We loop through n and check if each value of n ranging from 1 to n mets the condition in the method. Unfortunately, Knowing the order of the thread and that Thread A runs first which automatically calls buzz method.

This would leave us in a complex situtation because Thread A would have to run n number of times before Thread B picks up. Sadly this is not we want to achieve. We want a situation where Thread A pauses after the first iteration permitting Thread B to run and then, Thread C picks up after Thread B's first iteration and same for Thread D. In other words, I want to keep all threads in sync.

To achieve this, we can use a threading object called barrier
Think of barrier as a delay that interupts a thread from continuing it's operation giving room to the next thread to carry out it's function and any other threads before the initial thread picks up from where it's last stop.

Code

from threading import Barrier

class FizzBuzz:
    def __init__(self, n: int):
        self.n = n
        self.block = Barrier(4)

    # printFizz() outputs "fizz"
    def fizz(self, printFizz: 'Callable[[], None]') -> None:

        for i in range(1,self.n+1):
            if i%5!=0 and i%3==0:
                printFizz()
            self.block.wait()

    # printBuzz() outputs "buzz"
    def buzz(self, printBuzz: 'Callable[[], None]') -> None:

        for i in range(1,self.n+1):
            if i%3!=0 and i %5 ==0:
                printBuzz()
            self.block.wait()


    # printFizzBuzz() outputs "fizzbuzz"
    def fizzbuzz(self, printFizzBuzz: 'Callable[[], None]') -> None:

        for i in range(1,self.n+1):
            if i%5==0 and i%3==0:
                printFizzBuzz()
            self.block.wait()

    # printNumber(x) outputs "x", where x is an integer.
    def number(self, printNumber: 'Callable[[int], None]') -> None:

        for i in range(1,self.n+1):

            if (i % 3) !=0 and (i%5) !=0:
                printNumber(i)
            self.block.wait()

Understanding the Code

• Initialize barrier to 4, making it understand that 4 threads would be in sync. This would mean all 4 thread must hit the wait

self.block = Barrier(4)

• Starting our Program, Thread A calls Buzz method, The loop begins from 1 then our if statement is skipped because the condition is false which leads to the next line of code self.bar.wait(). This prevents buzz method from running next iteration and giving control to next thread which is Thread B.

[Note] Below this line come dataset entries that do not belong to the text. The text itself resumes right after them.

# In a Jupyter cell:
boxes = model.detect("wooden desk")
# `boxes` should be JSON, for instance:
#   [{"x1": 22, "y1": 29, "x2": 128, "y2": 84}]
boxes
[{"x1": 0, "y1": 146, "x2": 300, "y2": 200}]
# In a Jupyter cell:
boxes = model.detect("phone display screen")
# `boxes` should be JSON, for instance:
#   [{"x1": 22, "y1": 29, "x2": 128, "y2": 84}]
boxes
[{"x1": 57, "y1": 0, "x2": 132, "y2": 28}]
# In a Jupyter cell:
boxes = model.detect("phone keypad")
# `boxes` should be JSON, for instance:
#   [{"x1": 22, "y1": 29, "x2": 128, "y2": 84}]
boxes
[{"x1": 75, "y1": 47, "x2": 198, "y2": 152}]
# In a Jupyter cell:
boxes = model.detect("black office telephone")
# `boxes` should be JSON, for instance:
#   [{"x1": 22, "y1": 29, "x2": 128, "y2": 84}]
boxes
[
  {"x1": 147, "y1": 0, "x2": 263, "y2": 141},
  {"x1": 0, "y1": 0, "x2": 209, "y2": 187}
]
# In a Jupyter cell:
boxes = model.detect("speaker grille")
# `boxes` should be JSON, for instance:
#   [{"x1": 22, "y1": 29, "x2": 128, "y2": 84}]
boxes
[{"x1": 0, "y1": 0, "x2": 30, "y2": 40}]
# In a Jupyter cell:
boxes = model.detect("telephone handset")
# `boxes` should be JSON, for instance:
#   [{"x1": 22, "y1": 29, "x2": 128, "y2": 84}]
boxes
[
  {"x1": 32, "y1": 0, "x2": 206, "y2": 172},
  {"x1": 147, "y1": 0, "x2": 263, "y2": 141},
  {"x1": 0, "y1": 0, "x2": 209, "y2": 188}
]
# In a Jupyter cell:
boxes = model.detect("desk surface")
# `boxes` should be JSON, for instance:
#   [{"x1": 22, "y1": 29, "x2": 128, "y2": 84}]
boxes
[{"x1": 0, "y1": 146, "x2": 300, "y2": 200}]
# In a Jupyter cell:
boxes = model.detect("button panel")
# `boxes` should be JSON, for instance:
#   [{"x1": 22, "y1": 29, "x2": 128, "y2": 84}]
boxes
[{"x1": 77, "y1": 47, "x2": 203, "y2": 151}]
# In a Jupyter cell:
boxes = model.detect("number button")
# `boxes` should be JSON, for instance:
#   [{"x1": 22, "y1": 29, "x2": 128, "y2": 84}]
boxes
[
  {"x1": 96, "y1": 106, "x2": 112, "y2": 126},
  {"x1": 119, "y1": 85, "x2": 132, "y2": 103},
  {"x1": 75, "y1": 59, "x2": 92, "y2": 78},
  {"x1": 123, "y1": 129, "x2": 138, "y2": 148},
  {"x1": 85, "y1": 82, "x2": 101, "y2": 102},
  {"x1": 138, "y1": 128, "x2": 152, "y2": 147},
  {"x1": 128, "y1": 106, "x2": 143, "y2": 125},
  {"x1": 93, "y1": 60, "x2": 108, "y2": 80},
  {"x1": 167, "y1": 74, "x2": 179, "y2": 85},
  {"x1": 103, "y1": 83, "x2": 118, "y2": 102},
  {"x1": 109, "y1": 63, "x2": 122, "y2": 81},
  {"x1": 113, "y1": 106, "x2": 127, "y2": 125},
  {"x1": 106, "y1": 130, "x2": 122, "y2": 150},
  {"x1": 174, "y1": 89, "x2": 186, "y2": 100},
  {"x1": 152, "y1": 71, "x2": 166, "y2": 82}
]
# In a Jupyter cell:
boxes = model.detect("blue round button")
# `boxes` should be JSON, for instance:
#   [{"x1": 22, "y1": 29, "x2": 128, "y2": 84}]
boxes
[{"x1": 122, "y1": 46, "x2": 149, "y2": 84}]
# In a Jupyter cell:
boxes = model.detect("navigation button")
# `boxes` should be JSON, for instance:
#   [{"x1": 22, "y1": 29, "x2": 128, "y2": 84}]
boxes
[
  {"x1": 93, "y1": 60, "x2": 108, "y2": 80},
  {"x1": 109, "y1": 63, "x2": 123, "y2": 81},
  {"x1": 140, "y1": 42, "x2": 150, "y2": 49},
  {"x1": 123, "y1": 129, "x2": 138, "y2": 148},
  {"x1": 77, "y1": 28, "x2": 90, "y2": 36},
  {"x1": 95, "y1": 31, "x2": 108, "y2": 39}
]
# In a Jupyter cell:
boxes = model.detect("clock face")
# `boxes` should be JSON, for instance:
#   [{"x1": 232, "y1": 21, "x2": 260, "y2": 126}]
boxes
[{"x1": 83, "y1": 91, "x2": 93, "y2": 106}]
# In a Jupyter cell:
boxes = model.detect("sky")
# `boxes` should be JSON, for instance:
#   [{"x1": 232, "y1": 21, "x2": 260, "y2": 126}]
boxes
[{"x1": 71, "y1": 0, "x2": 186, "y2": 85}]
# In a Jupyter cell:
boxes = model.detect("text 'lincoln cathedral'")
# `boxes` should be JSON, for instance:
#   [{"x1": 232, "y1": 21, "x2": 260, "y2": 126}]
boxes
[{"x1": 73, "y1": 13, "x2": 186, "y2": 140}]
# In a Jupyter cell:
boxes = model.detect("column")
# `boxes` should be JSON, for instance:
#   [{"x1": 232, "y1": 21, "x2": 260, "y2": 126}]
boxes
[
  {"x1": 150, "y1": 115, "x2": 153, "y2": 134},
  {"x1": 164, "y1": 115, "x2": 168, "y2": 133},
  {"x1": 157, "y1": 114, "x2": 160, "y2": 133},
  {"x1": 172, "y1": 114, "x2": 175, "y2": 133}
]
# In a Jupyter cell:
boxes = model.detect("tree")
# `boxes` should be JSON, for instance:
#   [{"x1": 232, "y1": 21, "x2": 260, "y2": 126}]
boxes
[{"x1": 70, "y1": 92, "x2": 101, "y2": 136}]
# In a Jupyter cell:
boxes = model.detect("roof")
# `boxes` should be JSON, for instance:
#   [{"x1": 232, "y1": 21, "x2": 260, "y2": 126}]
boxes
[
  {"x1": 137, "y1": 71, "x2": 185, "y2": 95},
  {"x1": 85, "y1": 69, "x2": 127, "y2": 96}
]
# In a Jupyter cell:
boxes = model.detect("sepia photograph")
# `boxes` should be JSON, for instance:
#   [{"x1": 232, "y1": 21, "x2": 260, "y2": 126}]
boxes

# printBuzz() outputs "buzz"
    def buzz(self, printBuzz: 'Callable[[], None]') -> None:

        for i in range(1,self.n+1):
            if i%3!=0 and i %5 ==0:
                printBuzz()
            self.block.wait()

The advantage of this approach is that all threads would remain blocked when they call wait()until the barrier reaches the specified number of threads waiting to be blocked before they get unblocked.